Why Chinese Stock Markets Are Steadying Again

December 29, 2015, 12:38 PM UTC
Shanghai Composite Index Drops Nearly 4%
HANGZHOU, CHINA - NOVEMBER 27: (CHINA OUT) A investor observes stock market at an exchange hall on November 27, 2015 in Hangzhou, China. The Shanghai Composite Index has dropped nearly 4 percent before the close of stock trading Friday afternoon and it seemed that it would tumble below 3,500 points. (Photo by ChinaFotoPress/ChinaFotoPress via Getty Images)
Photograph by ChinaFotoPress via Getty Images

China stocks steadied on Tuesday after falling more than 2% in the previous session, as the central bank vowed to maintain reasonable credit growth and keep the yuan stable.

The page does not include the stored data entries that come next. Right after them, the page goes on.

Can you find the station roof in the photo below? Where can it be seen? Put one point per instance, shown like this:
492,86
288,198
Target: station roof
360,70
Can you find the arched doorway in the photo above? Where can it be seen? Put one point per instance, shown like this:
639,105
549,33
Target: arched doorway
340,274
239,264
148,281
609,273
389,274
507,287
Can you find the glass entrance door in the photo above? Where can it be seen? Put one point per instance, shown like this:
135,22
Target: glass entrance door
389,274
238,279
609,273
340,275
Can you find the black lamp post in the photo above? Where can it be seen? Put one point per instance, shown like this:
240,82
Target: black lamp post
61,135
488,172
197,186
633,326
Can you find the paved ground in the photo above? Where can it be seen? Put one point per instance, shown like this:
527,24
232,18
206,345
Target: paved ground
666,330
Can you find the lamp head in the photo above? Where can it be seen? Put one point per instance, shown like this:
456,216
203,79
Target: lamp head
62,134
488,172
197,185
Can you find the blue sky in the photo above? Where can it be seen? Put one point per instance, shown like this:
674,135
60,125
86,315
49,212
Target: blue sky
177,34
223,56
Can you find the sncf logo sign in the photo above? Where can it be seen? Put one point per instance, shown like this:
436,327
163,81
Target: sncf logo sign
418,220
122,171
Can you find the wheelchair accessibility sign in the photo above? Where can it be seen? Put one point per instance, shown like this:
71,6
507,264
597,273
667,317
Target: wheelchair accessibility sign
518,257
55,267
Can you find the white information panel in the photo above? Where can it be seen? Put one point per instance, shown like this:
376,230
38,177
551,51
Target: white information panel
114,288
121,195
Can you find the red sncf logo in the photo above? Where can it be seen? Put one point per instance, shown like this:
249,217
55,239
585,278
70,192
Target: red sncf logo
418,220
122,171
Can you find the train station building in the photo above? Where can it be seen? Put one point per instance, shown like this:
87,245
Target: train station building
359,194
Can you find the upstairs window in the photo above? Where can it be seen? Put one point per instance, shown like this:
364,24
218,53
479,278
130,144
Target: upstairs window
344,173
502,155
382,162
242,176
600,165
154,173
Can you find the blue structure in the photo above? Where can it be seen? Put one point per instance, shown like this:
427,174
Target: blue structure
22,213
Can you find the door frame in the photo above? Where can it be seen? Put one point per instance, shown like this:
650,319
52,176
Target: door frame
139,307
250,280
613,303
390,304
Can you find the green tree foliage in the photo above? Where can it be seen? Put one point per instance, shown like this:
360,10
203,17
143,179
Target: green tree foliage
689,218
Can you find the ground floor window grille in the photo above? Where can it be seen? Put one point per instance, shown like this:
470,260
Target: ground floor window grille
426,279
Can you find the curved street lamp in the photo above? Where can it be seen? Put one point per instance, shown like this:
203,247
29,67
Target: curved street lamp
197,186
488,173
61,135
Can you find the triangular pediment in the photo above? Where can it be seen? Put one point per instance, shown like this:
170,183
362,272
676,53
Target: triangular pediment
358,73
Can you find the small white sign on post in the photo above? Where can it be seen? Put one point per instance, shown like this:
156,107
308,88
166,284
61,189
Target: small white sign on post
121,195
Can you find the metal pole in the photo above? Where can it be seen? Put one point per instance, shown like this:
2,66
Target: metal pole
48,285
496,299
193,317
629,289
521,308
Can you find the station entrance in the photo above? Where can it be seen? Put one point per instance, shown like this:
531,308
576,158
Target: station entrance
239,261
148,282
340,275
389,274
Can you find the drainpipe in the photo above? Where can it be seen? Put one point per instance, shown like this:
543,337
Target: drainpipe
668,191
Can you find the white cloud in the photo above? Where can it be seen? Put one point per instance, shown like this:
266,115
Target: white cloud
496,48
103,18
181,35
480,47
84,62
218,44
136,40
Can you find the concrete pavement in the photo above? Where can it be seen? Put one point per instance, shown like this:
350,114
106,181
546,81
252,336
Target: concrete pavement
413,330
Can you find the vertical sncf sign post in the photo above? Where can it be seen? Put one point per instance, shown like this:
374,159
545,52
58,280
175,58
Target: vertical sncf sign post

But trading volume in Shanghai shrank to a three-month low, reflecting waning activity toward the year-end.

Both the blue-chip CSI300 index and the Shanghai Composite Index rose 0.9%, to 3,761.87 points and 3,563.91 points, respectively.

A rebound in Shanghai-traded, dollar-denominated B shares also helped to calm frazzled nerves after they tumbled nearly 8 percent on Monday.

In an apparent move to soothe investors, China’s foreign exchange regulator said on Tuesday that a new business supervision system to be launched next month won’t change the way Chinese individuals use currencies and has nothing to do with capital market fluctuations.

The new system was cited by some analysts as the reason behind the B share slump.

Investors also drew comfort from a People’s Bank of China statement saying it would “flexibly” use various policy tools to maintain appropriate liquidity.

Most sectors gained on Tuesday, with an index tracking banking stocks up 1%.

Shares of Hua Xia Bank rose 3.2% after Deutsche Bank agreed to sell its 20% stake in the Chinese lender to insurer PICC Property and Casualty Co , ending a major source of uncertainty.